There is so much wrong with your argument that it's tough to figure out where to begin. But I'll start with a glaring omission: ECU is a governmental entity. Therefore, if the school chooses to fire the newspaper adviser for something published in the student newspaper, it is doing at least two things that are wrong.
One, it is firing someone over something that he or she has no control. The newspaper adviser is not the editor. Period. He does not control the content of the paper. He is legally prevented from doing so. As Isom has accurately pointed out, if he had tried to force the editors to not publish the photo, he and ECU could have been accused of attempting to violate the students free-speech rights. Isom would have put ECU at risk legally.

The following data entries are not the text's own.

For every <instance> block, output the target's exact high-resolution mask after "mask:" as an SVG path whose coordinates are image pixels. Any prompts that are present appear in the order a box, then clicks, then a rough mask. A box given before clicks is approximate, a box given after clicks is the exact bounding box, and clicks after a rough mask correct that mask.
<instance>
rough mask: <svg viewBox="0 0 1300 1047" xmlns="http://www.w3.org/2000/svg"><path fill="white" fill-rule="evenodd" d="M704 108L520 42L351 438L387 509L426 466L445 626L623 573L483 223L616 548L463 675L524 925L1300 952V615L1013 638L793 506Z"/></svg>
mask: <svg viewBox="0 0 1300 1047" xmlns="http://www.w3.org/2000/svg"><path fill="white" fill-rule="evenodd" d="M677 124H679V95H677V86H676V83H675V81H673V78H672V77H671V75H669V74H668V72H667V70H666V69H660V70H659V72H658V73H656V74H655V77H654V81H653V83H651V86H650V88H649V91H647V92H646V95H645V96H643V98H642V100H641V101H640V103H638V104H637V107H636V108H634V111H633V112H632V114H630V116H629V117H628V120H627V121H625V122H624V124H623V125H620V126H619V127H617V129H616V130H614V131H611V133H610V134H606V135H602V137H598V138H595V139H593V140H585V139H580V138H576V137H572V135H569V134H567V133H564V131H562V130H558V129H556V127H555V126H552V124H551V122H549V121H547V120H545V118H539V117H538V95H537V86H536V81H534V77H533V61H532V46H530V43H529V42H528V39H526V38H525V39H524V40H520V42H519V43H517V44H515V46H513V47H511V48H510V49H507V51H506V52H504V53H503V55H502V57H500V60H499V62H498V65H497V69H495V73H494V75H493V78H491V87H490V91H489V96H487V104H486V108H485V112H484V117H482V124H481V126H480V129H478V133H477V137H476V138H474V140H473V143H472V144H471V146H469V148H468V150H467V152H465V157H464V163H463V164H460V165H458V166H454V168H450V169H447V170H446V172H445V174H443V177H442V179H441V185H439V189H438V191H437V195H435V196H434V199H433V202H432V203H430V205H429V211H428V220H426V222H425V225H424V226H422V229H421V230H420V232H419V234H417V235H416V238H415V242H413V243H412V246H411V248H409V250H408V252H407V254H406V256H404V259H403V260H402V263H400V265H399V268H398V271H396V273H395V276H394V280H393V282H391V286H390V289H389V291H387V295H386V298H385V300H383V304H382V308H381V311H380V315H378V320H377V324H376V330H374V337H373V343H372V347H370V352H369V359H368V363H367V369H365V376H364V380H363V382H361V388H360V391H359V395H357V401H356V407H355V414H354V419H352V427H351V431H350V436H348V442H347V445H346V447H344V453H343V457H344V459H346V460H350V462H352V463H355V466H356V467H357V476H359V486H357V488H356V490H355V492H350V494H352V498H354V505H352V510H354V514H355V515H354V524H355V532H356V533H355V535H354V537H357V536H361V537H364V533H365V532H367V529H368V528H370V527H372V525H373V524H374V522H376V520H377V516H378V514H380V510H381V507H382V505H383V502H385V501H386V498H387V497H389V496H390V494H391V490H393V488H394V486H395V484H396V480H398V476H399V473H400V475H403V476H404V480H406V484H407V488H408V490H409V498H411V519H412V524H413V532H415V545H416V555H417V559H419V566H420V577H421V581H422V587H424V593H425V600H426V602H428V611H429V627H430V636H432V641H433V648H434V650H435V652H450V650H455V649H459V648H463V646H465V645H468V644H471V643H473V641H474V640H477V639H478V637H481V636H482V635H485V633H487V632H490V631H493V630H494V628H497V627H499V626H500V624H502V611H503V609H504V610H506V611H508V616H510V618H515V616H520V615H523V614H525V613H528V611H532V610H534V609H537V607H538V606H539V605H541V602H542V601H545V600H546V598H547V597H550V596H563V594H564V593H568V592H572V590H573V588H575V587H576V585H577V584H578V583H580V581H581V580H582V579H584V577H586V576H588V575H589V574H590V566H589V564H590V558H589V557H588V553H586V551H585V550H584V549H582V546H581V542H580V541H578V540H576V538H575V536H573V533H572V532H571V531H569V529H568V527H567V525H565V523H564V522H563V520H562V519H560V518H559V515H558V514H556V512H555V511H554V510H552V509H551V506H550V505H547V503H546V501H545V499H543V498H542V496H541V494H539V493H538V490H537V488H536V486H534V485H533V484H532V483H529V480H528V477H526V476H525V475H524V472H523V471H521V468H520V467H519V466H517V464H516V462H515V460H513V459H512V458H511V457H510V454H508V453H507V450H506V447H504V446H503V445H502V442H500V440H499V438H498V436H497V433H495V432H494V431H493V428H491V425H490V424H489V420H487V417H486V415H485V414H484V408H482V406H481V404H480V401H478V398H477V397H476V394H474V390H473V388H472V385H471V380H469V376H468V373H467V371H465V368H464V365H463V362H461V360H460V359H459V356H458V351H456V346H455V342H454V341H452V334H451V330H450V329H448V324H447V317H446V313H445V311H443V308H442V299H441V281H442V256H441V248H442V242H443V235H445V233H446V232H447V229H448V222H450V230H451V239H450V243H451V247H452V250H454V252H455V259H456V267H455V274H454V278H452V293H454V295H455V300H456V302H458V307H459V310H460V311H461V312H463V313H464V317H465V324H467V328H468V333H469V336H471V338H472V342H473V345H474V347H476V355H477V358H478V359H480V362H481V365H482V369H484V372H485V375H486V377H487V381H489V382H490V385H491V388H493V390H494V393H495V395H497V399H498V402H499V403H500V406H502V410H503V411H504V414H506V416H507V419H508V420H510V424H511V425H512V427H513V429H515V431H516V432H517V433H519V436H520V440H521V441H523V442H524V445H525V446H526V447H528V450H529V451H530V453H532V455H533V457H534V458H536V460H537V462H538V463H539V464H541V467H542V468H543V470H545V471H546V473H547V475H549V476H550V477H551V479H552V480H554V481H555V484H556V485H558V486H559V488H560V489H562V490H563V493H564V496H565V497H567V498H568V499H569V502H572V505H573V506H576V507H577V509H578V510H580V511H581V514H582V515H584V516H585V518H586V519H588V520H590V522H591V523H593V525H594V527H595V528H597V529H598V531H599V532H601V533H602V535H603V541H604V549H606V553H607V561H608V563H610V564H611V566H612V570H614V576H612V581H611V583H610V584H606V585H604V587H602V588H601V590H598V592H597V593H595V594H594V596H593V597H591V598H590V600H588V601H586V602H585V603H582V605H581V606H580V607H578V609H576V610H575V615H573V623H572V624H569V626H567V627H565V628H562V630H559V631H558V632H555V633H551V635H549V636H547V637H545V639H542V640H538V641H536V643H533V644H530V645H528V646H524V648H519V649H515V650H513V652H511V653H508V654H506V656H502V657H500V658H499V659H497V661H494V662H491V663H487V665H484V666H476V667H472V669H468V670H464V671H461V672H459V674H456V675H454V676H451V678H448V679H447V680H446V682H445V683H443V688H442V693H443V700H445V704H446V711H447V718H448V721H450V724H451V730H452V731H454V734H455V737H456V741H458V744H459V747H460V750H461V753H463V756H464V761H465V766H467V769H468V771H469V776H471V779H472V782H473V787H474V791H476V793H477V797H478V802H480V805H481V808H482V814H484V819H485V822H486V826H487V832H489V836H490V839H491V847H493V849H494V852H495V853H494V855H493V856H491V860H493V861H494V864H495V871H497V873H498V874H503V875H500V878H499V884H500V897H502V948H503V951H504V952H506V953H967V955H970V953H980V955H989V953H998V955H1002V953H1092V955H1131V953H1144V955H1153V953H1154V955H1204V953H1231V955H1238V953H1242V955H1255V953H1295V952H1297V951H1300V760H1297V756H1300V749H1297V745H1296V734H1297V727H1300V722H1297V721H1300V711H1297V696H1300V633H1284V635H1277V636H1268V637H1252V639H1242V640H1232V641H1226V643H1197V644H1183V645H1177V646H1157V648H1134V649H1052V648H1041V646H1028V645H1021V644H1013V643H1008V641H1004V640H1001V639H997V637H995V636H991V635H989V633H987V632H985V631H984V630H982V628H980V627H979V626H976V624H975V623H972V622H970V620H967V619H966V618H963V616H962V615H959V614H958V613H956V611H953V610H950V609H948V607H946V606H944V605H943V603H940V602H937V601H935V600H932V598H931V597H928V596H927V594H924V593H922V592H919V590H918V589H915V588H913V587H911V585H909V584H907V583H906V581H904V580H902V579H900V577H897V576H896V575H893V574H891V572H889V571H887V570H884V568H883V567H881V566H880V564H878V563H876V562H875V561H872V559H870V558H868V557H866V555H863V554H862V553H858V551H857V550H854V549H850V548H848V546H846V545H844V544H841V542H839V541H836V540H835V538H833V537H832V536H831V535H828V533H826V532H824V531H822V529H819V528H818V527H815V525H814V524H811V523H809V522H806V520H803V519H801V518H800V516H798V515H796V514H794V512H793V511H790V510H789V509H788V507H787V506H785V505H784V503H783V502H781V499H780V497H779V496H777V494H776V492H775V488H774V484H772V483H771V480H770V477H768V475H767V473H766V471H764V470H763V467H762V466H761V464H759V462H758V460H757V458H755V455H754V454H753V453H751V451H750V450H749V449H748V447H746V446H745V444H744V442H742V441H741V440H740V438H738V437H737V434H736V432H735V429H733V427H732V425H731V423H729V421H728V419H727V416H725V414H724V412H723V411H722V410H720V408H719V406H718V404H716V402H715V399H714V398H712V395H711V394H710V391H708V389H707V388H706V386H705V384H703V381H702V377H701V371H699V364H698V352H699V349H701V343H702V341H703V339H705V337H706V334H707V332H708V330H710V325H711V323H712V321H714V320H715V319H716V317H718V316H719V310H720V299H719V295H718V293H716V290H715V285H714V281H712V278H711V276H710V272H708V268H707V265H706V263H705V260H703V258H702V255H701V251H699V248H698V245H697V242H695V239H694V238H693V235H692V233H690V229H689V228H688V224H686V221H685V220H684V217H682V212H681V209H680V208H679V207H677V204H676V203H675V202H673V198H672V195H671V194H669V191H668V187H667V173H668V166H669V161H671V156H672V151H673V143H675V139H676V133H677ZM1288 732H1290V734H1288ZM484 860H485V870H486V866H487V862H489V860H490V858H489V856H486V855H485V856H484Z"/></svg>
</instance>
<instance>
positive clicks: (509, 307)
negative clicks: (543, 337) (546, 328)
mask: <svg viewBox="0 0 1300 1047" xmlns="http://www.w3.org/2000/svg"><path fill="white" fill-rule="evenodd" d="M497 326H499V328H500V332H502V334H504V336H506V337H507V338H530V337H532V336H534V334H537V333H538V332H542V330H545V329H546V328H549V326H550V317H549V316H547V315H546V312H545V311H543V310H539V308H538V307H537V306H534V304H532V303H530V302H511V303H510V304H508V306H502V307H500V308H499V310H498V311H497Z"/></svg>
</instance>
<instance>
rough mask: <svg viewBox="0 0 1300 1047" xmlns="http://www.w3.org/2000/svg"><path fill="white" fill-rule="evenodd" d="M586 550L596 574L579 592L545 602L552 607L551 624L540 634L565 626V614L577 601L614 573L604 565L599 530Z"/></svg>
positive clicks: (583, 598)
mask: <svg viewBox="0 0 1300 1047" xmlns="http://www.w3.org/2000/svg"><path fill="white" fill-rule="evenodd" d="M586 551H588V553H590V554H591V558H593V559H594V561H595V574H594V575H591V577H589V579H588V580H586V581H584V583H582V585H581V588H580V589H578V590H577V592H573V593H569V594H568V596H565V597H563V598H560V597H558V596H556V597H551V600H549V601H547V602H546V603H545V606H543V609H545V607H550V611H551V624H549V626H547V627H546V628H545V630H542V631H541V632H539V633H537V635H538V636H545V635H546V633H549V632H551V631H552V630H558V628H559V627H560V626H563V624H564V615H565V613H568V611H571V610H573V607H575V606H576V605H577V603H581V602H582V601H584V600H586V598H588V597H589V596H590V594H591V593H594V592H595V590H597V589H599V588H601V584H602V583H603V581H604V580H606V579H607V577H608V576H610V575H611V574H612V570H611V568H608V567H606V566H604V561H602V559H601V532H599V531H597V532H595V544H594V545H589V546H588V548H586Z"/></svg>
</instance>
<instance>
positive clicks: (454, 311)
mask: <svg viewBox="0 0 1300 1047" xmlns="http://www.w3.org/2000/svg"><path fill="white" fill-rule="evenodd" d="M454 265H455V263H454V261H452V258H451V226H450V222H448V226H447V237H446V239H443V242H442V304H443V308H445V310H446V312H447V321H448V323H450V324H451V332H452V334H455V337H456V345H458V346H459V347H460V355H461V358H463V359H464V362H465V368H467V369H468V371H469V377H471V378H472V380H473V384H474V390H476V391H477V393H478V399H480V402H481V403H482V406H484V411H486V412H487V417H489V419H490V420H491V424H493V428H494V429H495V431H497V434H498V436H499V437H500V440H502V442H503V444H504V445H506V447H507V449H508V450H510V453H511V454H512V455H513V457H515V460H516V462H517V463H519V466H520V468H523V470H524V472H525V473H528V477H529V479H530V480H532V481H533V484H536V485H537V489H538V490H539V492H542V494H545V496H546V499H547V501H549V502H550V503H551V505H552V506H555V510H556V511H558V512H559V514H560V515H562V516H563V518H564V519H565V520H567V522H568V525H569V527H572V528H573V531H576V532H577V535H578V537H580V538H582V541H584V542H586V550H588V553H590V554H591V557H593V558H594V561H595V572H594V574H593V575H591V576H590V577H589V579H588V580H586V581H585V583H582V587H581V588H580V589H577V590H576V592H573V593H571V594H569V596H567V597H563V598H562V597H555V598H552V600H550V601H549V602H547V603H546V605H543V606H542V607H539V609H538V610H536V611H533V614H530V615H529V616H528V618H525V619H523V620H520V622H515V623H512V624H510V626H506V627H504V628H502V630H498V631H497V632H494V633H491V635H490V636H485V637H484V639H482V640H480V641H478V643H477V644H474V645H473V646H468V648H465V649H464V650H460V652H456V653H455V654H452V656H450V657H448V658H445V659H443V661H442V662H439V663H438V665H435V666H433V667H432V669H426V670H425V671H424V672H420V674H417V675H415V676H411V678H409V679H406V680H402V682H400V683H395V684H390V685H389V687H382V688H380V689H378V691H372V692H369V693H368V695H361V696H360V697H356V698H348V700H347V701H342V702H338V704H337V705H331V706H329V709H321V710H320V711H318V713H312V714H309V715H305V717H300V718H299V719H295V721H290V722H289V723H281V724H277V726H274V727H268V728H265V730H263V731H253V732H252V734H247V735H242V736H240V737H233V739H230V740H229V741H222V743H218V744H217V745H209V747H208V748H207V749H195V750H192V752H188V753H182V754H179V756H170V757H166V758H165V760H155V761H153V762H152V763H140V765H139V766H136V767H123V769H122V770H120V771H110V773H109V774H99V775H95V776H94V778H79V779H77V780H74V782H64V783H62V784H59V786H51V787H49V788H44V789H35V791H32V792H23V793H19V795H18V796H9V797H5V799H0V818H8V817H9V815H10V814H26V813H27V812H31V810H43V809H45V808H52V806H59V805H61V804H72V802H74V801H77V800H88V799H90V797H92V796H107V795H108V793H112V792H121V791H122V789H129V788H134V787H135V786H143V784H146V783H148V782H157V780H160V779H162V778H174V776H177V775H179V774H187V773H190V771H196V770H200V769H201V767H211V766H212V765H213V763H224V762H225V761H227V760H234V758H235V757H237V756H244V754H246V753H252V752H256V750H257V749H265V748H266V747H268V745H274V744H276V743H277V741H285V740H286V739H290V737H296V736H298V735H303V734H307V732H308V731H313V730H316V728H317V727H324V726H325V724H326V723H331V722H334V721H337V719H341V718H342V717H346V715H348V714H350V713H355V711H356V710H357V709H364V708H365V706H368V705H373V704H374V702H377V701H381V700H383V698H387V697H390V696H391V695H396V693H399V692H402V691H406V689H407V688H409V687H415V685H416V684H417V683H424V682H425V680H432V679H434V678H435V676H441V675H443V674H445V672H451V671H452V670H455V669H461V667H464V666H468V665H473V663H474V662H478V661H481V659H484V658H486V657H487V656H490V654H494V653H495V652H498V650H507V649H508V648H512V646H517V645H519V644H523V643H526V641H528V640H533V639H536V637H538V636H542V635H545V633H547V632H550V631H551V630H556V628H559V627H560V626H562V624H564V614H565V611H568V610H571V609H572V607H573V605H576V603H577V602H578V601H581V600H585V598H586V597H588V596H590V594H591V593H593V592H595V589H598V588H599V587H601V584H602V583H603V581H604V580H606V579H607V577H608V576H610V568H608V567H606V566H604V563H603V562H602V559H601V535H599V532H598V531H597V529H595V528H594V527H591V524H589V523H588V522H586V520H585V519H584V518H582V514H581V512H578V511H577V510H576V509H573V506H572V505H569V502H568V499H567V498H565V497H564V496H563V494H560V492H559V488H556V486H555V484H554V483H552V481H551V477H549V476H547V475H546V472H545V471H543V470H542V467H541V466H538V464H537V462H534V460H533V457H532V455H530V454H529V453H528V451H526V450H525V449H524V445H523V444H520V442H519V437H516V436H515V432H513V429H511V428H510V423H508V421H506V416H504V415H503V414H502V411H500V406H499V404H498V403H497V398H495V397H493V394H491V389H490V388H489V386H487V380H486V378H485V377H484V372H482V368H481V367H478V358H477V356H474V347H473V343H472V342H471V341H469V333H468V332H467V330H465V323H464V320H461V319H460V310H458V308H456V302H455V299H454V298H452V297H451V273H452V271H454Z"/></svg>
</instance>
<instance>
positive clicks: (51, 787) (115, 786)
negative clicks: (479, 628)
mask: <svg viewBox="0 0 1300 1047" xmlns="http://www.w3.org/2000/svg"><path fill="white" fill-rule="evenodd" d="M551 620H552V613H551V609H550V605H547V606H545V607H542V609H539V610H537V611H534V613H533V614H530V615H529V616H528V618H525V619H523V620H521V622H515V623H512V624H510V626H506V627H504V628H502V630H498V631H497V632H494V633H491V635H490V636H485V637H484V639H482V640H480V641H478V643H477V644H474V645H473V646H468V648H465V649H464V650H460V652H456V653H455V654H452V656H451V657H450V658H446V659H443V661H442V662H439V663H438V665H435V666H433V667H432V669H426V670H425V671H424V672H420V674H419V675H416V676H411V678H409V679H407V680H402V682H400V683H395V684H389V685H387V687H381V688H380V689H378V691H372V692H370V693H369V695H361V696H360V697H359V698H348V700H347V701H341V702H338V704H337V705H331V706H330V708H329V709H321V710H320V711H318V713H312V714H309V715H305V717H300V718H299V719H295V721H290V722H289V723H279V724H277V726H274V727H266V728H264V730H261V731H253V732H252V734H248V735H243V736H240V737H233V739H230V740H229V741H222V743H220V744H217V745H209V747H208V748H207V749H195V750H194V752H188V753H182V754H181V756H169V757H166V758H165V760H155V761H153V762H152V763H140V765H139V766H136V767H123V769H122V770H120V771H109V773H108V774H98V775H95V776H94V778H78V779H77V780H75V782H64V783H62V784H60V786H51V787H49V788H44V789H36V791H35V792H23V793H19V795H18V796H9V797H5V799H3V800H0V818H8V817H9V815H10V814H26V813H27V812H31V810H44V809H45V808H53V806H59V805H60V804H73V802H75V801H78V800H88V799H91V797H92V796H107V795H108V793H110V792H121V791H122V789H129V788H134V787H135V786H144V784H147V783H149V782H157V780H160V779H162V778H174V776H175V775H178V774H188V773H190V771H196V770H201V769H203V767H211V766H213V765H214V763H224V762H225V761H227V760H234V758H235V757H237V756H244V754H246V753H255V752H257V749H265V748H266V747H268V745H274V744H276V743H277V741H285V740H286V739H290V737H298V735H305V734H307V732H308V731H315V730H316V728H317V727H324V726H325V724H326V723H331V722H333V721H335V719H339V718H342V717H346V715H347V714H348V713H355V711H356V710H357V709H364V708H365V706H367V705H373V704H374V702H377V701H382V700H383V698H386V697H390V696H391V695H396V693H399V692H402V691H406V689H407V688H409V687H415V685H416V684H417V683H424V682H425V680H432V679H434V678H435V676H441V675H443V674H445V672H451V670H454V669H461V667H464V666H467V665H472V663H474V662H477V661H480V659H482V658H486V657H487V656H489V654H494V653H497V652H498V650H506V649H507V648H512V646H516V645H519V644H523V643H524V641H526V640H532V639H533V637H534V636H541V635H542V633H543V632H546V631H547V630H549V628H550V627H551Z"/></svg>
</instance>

The second thing that ECU would be doing if it fired Isom because of something published in the student newspaper is attempting to punish the student editors. This is an old trick that schools have tried for years. Administrators know that student newspapers at public schools have First Amendment protection, so they try to control the newspaper content by threatening to punish the adviser. Yes, it sounds like blackmail, doesn't it? Student editors, typically, like their advisers, and they don't want to see them punished. How is this censorship? The message from the school to the students becomes clear: Don't publish something that will upset us or we might punish your adviser.
It is not censorship if the readers of the student newspaper had been so upset with the photo that they had protested and tried to get an editor or two to resign. But that's not what has happened. It is the University -- the government -- that has gotten involved. If Isom was indeed fired for what was published in the paper, ECU has violated the First Amendment. Remember, the newspaper here is a "student newspaper," not a newspaper controlled or published by ECU.
Here is a corollary for off campus. What if the spouse of the local newspaper had a state government job and the governor threatened to fire the spouse if the newspaper published anything the governor didn't like? Wouldn't the editor be screaming "censorship" in that case? Or is that the price for so-called freedom that you are willing to pay?
By the way, you ask if there is any newspaper in the country in which the publication of full frontal nudity is acceptable. Student newspapers have published much more graphic photos than those in this case, and no one was fired or punished as a result. The decision whether to publish the streaking photos was not nearly as cut-and-dry as you suggest.